When Ginger McCall took the position as Oregon’s first public-records advocate, she was asked why public records were important.
“They are the best chance that we as a public have to understand the function of government – and understanding the function of government is necessary to exercise our rights within a democracy,” she said in her inaugural interview with The Oregonian.
That ideal was intact when she resigned this week, citing what she considered an abuse of power by Gov. Kate Brown’s former general counsel, Misha Isaak. She had been on the job for only 18 months.
The story is still developing. The series of events that took place over the past year are still unraveling, beginning with high hopes for the new office but ending in claims of downward pressure from the Governor’s Office to quash legislation considered fundamental to improving transparency.
The latest reports based on McCall’s records suggest there was a concerted effort to kill House Bill 2431, which would have required every state agency to track the number of public records requests it receives, how many remain outstanding beyond legal time limits, and information on fee waivers and reductions. The bill was drafted by McCall as proposed by the Public Records Advisory Council.
This would have been one of the most significant corrective measures in Oregon’s public-records law in years, one that would have restored the spirit of the law that these documents belong to the people of Oregon. And it would have laid the groundwork for more improvements – for public and government – in the future.
But by McCall’s account, she faced opposition to the bill from then-general counsel Isaak, who told her that she should be prioritizing the governor’s interests over policy. According to McCall, Isaak said he was her supervisor, contradicting the autonomy of the office. In the sordid tale of politics that follows, the bill ultimately dies, the advocate’s independence is usurped by government presumption, and McCall walks. We can’t blame her.
This is a wake-up call that suppression is insidious – and manifests behind closed doors – whether intentional or out of ignorance. It’s not uncommon for reporters to have requests met with delays or total obstructions because government representatives don’t think or don’t know what is required of them. It is even more common to be confronted with exorbitant and prohibitive fees. This is why the state needs this advocacy position, to educate the employees on their duties under the law.
Oregon’s public-records laws, once a paragon for transparency, have been chipped away, carved out and prioritized for greater secrecy. The public-records advocate was the channel for reforming policy. The further removed we get from the spirit of the actual law – that government documents are the property of the people – the more we creep toward protecting secrecy. That is why the state needs this position, to push for informed policy and set the standard for all local and state operations.

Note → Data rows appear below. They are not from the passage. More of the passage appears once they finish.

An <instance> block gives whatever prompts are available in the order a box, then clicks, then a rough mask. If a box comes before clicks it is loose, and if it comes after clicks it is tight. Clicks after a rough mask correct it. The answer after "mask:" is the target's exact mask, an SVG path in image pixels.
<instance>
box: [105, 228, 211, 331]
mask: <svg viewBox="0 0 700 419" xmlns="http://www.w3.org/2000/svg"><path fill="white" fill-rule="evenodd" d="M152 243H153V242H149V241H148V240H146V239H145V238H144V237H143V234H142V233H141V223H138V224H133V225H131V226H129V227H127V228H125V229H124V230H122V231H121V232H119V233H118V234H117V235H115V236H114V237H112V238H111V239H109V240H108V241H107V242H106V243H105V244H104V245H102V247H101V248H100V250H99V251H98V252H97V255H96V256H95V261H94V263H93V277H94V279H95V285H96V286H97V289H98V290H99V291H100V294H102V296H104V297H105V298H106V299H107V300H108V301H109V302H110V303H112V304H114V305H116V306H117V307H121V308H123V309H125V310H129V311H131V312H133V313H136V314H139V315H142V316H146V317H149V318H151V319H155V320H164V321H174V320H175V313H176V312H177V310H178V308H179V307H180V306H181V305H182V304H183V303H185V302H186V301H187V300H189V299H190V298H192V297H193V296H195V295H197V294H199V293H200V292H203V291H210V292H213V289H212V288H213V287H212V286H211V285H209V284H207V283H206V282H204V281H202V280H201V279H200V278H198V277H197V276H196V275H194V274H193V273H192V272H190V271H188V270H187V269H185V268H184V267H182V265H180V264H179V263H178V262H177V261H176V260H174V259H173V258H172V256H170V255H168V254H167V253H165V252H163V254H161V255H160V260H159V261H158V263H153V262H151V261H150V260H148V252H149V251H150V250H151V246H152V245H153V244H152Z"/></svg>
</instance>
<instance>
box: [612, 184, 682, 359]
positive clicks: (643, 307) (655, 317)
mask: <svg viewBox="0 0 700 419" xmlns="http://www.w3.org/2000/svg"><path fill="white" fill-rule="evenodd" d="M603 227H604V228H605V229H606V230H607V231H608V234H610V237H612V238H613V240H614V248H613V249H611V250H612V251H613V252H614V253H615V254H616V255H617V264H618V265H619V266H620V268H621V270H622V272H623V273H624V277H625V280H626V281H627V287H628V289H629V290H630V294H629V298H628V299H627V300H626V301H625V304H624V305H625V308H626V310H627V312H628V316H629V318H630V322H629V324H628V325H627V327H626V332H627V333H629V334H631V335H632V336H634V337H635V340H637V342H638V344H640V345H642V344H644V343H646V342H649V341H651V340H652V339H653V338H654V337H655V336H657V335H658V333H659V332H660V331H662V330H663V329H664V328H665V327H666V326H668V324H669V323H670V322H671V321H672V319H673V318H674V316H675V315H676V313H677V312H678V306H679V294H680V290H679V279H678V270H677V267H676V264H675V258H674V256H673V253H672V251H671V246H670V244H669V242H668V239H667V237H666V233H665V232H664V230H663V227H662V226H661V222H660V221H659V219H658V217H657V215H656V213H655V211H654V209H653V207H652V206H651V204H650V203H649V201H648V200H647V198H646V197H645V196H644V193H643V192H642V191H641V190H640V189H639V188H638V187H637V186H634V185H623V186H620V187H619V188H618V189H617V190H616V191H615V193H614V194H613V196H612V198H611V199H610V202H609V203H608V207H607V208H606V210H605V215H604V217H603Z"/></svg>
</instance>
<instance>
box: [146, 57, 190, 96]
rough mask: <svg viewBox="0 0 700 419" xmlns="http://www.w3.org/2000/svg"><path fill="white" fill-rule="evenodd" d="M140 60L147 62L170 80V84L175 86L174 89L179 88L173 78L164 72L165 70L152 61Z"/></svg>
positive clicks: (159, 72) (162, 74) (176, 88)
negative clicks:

FURTHER READING: Public records are the right of every Oregonian (editorial)
This is a major black mark on the governor’s administration, but it should also serve to put a fire under its feet to aggressively work on real transparency within state government, as it has claimed it wants to do. The state can set a new standard, one that ensures access to government information, in a timely manner, without obstructions or delays, for the public it serves.
Whether Isaak acted out of ignorance or design is not the question. The intent was the same: to neuter the office charged with ensuring the transparency the governor said she wanted – to take the public out of the spirit of public records, and turn an office for the people into an office for the powerful. We stand with others in Portland media calling for the governor to reconsider Isaak’s appointment to the Court of Appeals based on his judgment and perspective.
This isn’t just a concern for reporters who work to hold public officials accountable. This is a concern for all Oregonians for whom government transparency is a civic right.
Brown has issued a statement saying she, with the counsel of McCall and the Public Records Advisory Council, “will develop recommendations to the Legislature to create a truly independent position.”
And, we trust, to aggressively push for the passage of legislation that would improve Oregonians’ access to public information.
And to prevent any avenues of intimidation or coercion to undermine that independence.
And to remember in all actions that the public’s right to know is paramount, and that the government’s urge for suppression is the real and ever-present enemy of the people.